GAPartNet

GAPartNet: Cross-Category Domain-Generalizable Object Perception and Manipulation via Generalizable and Actionable Parts

CVPR 2023 Highlight

Haoran Geng^{1, 2, 3} Helin Xu^4 Chengyang Zhao^1* Chao Xu⁵ Li Yi⁴ Siyuan Huang³ He Wang^1,2†

¹CFCS, Peking University ²School of EECS, Peking University ³Beijing Institute for General Artificial Intelligence ⁴Tsinghua University ⁵University of California, Los Angeles

^* Equal contribution with the order determined by rolling dice
^† Corresponding author

Paper

Code

Dataset

Abstract

For years, researchers have been devoted to generalizable object perception and manipulation, where crosscategory generalizability is highly desired yet underexplored. In this work, we propose to learn such crosscategory skills via Generalizable and Actionable Parts (GAParts). By identifying and defining 9 GAPart classes (lids, handles, etc.) in 27 object categories, we construct a large-scale part-centric interactive dataset, GAPartNet, where we provide rich, part-level annotations (semantics, poses) for 8,489 part instances on 1,166 objects. Based on GAPartNet, we investigate three cross-category tasks: part segmentation, part pose estimation, and part-based object manipulation.
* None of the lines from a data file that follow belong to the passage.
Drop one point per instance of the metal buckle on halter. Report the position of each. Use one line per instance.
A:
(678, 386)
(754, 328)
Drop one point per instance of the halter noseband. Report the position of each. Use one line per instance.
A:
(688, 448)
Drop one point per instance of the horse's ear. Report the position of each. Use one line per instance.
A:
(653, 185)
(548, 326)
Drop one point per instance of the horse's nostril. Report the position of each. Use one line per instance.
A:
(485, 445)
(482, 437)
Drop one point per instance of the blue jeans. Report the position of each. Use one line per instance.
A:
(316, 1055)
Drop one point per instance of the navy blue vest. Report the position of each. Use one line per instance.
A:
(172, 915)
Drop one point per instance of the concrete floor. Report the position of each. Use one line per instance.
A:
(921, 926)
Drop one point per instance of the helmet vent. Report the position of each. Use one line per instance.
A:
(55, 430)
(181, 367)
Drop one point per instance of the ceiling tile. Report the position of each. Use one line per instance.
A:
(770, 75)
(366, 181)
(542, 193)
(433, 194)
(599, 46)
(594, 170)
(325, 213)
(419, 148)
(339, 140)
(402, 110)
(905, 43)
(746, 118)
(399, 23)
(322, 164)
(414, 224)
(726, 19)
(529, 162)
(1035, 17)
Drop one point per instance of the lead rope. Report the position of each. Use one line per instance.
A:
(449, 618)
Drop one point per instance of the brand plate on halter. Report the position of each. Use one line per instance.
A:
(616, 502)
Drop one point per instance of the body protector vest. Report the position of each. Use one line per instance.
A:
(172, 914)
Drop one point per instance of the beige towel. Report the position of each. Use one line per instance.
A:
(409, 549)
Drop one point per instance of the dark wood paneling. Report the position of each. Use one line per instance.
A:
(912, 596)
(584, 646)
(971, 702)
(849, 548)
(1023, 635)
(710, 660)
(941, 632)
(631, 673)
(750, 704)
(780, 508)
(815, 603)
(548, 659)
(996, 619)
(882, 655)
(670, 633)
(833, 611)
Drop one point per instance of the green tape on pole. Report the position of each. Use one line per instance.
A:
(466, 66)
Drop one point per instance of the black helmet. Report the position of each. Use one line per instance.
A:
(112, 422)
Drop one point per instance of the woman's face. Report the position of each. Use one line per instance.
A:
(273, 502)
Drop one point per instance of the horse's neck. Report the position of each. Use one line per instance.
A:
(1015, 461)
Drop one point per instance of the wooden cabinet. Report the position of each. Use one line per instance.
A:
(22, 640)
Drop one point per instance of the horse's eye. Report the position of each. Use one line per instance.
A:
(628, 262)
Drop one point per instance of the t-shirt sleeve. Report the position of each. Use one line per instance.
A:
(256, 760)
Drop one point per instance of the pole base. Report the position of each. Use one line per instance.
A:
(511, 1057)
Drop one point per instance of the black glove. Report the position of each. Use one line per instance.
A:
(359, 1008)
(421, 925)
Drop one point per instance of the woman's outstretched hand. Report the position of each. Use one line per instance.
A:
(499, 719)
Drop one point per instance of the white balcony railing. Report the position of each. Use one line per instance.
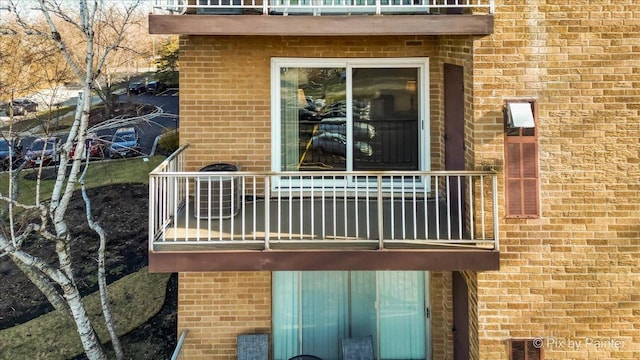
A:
(312, 209)
(319, 7)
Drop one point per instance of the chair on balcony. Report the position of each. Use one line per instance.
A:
(305, 357)
(357, 348)
(253, 347)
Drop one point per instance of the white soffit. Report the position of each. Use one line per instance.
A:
(520, 115)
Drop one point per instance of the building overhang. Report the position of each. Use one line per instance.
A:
(335, 25)
(280, 260)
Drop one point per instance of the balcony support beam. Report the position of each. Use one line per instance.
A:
(277, 260)
(335, 25)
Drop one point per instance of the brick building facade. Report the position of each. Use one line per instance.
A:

Given the significant domain gaps between seen and unseen object categories, we propose a robust 3D segmentation method from the perspective of domain generalization by integrating adversarial learning techniques. Our method outperforms all existing methods by a large margin, no matter on seen or unseen categories. Furthermore, with part segmentation and pose estimation results, we leverage the GAPart pose definition to design part-based manipulation heuristics that can generalize well to unseen object categories in both the simulator and the real world.

Dataset

GAPart Definition

We give a rigorous definition to the GAPart classes, which not only are Generalizable to visual recognition but also share similar Actionability, corresponding to the G and A in GAPartNet. Our main purpose of such a definition is to bridge the perception and manipulation, to allow joint learning of both vision and interaction. Accordingly, we propose two principles to follow: firstly, geometric similarity within part classes, and secondly, actionability alignment within part classes.

GAPartNet Dataset

Following the GAPart definition, we construct a large-scale part-centric interactive dataset, GAPartNet, with rich, part-level annotations for both perception and interaction tasks. Our 3D object shapes come from two existing datasets, PartNet-Mobility and AKB-48, which are cleaned and provided with new uniform annotations based on our GAPart definition. The final GAPartNet has 9 GAPart classes, providing semantic labels and pose annotations for 8,489 GAPart instances on 1,166 objects from 27 object categories. On average, each object has 7.3 functional parts. Each GAPart class can be seen on objects from more than 3 object categories, and each GAPart class is found in 8.8 object categories on average, which lays the foundation for our benchmark on generalizable parts.

Methods

Full pipeline

An Overview of Our Domain-generalizable Part Segmentation and Pose Estimation Method. We introduce a part-oriented domain adversarial training strategy that can tackle multi-resolution features and distribution imbalance for the domain-invariant GAPart feature extraction. The training strategy tackles the challenges in our tasks and dataset, significantly improving the generalizability of our method for part segmentation and pose estimation.

Results

Cross-Category Part Segmentation

We visualize the results of the different methods on the seen and unseen categories, where the red blocks show the failures. Our method has fewer failure cases. In particular, on the unseen category, our method still achieves the desired performance when the performance of other methods drops significantly.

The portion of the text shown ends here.